The World Conservation Union (http://www.iucn.org/) began as the International Union for the Protection of Nature (or IUPN) founded in October 1948 following an international conference in Fontainebleau, France. The organization changed its name to the International Union for Conservation of Nature and Natural Resources in 1956 and became the "World Conservation Union" began in 1990. The full name and the acronym are often used together as many people still know the Union as IUCN
The theme of 'man and the biosphere' became an international concern in 1972 with the launch of UNESCO's programme of environmental research. It is an interdisciplinary undertaking of environmental research initiated to develop the basis, within the natural and social sciences, for the rational use and conservation of the resources of the biosphere, and for the improvement of the global relationship between people and the environment. The hallmark of the MAB Programme is its holistic and interdisciplinary approach. Examination of human impacts on a specific ecosystem - that is, the interrelationship between people and the environment - requires studies of both the natural sciences (e.g. climatology, biology, soil sciences and forestry) and the social sciences (e.g. economics, human geography and sociology). Hence, the name of the programme: "Man and the Biosphere" or 'MAB'(http://www.unesco.org/mab/).

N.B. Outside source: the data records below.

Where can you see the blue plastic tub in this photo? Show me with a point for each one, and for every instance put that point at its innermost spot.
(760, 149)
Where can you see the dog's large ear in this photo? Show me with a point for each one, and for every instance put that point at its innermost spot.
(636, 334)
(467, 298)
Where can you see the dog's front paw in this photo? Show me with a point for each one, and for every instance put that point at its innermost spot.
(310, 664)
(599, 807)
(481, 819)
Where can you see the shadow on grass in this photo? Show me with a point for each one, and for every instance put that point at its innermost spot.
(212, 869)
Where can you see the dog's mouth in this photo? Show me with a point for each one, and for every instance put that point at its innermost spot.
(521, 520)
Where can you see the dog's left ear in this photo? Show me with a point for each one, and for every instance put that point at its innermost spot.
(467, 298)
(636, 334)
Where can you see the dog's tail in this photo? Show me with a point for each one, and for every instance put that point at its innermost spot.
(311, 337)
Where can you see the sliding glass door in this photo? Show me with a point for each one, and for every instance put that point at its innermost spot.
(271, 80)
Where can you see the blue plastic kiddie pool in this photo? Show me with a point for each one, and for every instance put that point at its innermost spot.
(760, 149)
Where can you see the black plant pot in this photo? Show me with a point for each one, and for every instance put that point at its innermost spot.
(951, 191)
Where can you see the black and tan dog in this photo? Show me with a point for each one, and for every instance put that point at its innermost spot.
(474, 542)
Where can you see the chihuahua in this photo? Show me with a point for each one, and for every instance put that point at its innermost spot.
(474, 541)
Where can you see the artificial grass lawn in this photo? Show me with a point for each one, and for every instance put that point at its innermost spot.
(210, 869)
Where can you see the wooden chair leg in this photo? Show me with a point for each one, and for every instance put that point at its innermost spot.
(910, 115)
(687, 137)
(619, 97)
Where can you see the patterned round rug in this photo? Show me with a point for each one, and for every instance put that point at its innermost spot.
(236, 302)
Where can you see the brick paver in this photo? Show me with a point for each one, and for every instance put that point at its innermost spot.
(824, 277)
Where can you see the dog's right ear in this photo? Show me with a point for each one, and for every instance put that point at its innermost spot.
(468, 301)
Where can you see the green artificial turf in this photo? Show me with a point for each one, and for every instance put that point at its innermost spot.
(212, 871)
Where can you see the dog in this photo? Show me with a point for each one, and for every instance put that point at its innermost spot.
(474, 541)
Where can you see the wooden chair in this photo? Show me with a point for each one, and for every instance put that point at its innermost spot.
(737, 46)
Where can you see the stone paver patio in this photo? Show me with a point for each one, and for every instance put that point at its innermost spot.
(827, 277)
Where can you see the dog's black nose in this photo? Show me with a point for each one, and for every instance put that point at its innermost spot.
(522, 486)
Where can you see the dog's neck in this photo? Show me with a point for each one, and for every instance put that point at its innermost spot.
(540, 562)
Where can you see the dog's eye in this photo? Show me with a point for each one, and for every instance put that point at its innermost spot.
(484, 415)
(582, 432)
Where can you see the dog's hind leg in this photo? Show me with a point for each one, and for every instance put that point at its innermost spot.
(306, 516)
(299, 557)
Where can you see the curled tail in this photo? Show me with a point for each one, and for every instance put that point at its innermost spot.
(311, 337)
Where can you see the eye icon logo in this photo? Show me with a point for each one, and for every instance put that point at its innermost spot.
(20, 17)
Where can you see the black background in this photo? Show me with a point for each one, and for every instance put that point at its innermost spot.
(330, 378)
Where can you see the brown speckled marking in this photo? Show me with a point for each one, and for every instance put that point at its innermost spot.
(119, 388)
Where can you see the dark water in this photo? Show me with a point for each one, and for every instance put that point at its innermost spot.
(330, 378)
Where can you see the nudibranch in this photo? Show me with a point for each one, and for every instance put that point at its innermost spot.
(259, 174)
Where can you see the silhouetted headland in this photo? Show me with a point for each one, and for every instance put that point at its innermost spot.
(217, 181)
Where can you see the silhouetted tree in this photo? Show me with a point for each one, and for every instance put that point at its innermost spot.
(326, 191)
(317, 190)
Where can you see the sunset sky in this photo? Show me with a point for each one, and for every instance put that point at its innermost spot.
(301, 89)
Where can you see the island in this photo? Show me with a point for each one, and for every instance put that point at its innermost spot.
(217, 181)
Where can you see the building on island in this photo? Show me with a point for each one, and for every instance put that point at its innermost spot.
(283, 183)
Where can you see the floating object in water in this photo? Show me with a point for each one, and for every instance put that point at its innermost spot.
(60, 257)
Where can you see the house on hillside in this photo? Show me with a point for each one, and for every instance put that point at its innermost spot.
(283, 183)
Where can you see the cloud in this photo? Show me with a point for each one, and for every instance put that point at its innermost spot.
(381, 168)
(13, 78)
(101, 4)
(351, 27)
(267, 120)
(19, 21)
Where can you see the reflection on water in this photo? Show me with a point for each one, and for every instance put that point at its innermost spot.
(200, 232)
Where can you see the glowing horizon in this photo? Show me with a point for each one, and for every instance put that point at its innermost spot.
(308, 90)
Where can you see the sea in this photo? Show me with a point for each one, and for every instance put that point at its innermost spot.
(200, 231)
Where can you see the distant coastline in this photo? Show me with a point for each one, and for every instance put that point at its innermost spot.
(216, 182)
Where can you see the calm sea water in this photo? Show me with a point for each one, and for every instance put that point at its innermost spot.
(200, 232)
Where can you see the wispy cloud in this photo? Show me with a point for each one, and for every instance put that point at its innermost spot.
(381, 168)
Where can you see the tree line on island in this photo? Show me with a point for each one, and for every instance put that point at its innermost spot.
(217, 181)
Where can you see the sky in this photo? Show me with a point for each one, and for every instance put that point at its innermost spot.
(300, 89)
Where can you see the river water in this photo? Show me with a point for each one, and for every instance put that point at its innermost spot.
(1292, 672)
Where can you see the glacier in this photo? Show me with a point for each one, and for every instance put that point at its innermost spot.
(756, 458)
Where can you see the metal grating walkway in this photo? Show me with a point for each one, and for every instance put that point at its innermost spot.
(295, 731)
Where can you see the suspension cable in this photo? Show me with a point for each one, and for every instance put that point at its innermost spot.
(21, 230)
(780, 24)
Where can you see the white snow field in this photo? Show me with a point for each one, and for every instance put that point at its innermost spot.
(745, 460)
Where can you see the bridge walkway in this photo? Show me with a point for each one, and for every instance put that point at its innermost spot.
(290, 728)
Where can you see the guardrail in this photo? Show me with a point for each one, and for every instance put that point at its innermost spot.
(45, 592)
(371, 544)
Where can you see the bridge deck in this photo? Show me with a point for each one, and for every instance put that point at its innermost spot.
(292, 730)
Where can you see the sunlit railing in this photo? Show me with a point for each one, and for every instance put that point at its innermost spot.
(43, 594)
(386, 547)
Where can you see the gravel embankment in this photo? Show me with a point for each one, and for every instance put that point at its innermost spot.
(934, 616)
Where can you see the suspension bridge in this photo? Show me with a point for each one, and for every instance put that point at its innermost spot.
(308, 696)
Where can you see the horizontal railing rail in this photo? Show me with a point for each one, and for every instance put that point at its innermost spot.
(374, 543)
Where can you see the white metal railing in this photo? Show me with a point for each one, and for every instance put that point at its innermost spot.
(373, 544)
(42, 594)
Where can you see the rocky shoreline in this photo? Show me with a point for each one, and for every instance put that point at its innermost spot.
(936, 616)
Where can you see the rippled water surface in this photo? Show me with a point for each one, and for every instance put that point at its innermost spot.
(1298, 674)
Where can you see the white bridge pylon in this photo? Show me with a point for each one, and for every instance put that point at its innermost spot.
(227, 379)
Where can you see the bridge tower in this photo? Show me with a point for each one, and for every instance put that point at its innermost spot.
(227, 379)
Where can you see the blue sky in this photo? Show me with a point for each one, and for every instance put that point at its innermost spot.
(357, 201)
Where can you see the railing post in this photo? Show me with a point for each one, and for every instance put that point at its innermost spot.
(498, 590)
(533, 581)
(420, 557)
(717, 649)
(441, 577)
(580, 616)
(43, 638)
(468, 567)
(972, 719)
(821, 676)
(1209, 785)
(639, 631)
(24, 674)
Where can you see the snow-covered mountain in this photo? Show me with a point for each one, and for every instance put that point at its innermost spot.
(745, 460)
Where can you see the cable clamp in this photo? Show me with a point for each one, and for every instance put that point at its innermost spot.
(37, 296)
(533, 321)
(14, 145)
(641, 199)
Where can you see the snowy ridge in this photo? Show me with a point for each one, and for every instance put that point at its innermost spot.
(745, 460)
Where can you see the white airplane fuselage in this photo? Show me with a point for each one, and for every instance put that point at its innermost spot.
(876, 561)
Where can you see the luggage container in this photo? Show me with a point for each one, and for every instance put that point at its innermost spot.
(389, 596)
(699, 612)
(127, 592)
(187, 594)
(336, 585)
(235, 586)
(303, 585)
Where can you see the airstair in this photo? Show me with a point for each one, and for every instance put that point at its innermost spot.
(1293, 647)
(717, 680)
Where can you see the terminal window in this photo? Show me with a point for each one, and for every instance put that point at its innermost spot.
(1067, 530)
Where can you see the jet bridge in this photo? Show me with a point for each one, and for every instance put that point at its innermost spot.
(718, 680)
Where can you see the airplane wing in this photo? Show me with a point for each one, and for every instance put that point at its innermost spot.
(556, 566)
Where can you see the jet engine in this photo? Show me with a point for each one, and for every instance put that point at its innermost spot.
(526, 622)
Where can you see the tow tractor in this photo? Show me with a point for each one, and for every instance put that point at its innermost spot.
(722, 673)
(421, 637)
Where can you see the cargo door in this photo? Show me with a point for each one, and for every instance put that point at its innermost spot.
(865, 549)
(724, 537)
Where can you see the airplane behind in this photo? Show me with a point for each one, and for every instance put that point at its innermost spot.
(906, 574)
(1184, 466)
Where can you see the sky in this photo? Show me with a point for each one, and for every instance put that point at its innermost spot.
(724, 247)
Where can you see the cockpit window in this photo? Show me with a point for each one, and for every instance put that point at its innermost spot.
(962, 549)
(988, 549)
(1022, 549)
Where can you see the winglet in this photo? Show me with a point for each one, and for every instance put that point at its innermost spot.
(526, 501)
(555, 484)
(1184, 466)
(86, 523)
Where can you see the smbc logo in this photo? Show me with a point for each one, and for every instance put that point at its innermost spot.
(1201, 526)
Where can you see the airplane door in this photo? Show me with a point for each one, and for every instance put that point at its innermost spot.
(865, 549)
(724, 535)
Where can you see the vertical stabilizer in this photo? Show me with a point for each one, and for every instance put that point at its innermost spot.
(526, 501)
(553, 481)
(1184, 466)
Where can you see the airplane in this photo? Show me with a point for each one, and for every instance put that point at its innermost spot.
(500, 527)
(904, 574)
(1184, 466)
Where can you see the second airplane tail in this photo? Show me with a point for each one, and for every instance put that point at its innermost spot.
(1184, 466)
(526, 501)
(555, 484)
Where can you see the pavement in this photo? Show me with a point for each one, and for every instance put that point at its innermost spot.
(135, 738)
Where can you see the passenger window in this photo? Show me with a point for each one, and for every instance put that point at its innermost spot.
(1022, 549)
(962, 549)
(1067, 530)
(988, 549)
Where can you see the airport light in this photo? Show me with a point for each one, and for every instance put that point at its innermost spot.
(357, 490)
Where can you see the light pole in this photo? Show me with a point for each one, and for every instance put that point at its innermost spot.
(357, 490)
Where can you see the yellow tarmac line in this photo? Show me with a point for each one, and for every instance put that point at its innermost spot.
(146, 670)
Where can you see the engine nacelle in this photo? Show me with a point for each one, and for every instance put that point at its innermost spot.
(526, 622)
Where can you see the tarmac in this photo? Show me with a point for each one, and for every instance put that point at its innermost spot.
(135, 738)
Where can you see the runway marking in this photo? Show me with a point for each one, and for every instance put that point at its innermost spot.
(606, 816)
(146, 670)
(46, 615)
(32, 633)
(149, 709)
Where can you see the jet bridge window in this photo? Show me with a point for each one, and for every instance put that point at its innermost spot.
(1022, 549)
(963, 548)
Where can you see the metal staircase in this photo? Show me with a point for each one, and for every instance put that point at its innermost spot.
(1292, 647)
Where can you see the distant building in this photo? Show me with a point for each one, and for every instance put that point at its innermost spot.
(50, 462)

The World Conservation Union is probably best known for monitoring the state of the world's species through the IUCN Red List of Threatened Species. But it also supports and develops conservation science; implements this research in field projects around the world; and then links both research and results to local, national, regional and global policy by convening dialogues between governments, civil society and the private sector.
The priority of the Union's current Programme (2005–2008) is to build recognition of the many ways in which human lives and livelihoods, especially of the poor, depend on the sustainable management of natural resources. In its projects, the Union applies sound ecosystem management to conserve biodiversity and builds sustainable livelihoods for those directly dependent on natural resources. The Union is actively engaged in managing and restoring ecosystems and improving people's lives, economies and societies.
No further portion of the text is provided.